The Joplin Globe, Joplin, MO

Opinion

February 19, 2014

Geoff Caldwell, columnist: Income inequality nothing next to time inequality

JOPLIN, Mo. — It is a fact that the wealth gap in America today is at its widest since 1929.

It is a fact that approximately 40 percent of this nation’s total wealth is controlled by the 1 percent at the top.

It is also a fact that with Harry Reid in danger of losing his iron grip on the U.S. Senate and with President Barack Obama’s last two years on the line, income inequality will be front and center.

The message is that if the few didn’t have as much, the many would have more.  

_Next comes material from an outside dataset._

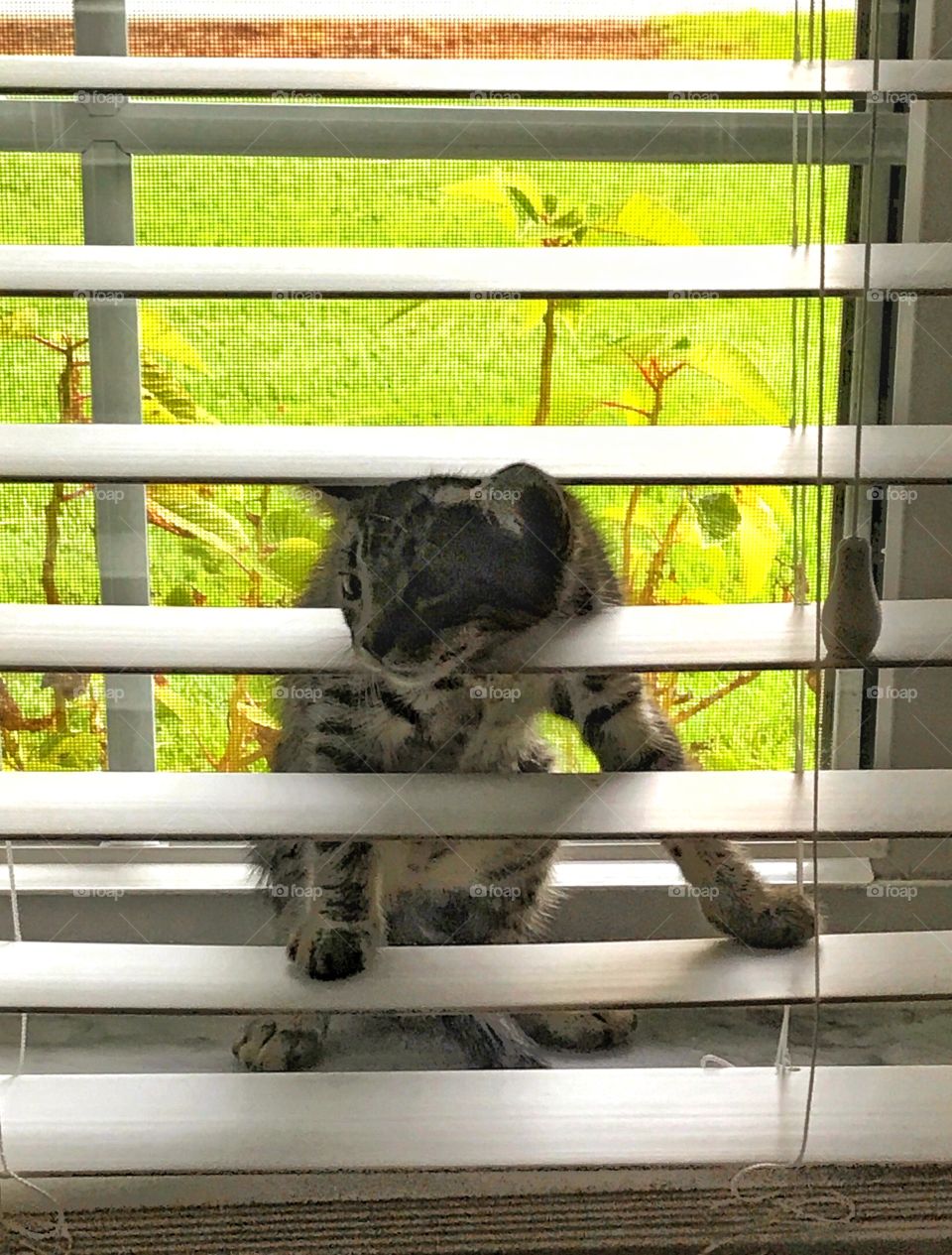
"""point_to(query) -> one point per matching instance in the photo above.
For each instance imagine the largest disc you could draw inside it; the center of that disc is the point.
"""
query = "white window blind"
(288, 1136)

The main villain in that message is the sinister hedge fund manager. Yet if you review Forbes’ list of the 100 richest Americans, you’ll find only seven hedge fund managers. In a twist of irony that only a conservative can love, the richest of those, at No.19, is none other than George Soros, the Great and Powerful Oz of left-wing political causes. Media, tech, energy, retail and fashion account for over half the richest 100, with the rest as varied as the economy itself.

In short, Wall Street has its villains, but they’re not the driving cause of Obama’s latest crisis of the moment.

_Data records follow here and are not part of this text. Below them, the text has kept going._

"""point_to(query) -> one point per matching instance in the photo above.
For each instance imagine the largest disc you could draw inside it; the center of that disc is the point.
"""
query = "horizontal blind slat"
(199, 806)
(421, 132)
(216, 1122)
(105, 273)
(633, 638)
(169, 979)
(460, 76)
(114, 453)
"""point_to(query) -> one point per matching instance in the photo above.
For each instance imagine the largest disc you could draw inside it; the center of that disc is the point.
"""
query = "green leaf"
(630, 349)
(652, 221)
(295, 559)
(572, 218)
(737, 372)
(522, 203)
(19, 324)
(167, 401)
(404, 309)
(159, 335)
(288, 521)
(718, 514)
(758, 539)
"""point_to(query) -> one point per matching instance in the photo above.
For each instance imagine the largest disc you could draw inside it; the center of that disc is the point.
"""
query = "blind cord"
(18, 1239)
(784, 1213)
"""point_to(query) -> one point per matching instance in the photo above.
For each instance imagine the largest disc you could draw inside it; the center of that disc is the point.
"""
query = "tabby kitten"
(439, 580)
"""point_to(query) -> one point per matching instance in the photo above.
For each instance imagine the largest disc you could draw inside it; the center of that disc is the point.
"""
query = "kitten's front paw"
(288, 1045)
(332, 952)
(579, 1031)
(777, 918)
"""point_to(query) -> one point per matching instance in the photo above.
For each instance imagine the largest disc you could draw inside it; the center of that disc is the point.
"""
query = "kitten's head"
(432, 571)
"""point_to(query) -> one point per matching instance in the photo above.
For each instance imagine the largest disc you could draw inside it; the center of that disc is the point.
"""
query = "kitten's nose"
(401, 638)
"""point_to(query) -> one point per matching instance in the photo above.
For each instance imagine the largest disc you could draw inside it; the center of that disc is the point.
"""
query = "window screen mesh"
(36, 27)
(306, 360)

It’s a crisis that Obama might want to rethink.

The latest Gallup poll of the most important problem facing the United States shows unemployment/jobs, the economy in general and dissatisfaction with government as the priorities for a combined 62 percent of those polled. Income inequality isn’t even on the radar. Of the president’s 2014 trifecta (climate change, income inequality, immigration reform), only immigration made the top 10.

Another inconvenient fact is the news that income inequality has actually increased more in the five years  Obama has been at the helm of the economy than it did during the Bush and Clinton years combined.  

While much of the blame is put upon the North American Free Trade Agreement and heartless multinational corporations that close American factories for cheaper labor abroad, the truth is that the American middle class, as created by the growth of manufacturing in the 1950s, ’60s and early ’70s, was an economic anomaly.  

When the guns went silent in 1945, America became the world’s “company store,” and for the next three decades we raked in the profits.

But for years now, the company store has been steadily pricing itself out of the global market. Unrealistic union demands, ideology-driven government regulations and uncompetitive tax policies are all partners in the cause.

Automation has left millions of Americans with skills that are no longer needed, and social decay has given as many younger Americans educations and work ethics that are worthless in a modern economy. (The real world does not give trophies for participation.)

This is not to slight the issue; it is real and deserves attention. But as the Gallup poll shows, it is not our most urgent concern, nor will it be fixed with sound bites and pandering.

Fomenting hate and envy against the haves may turn out voters in November, but it will solve nothing.

If Obama were truly concerned about inequality and its effects on the nation, he would compare the time he devotes to speeches and leisure to the time he actually works in the office to which he was elected.

That is the president’s true crisis of inequality.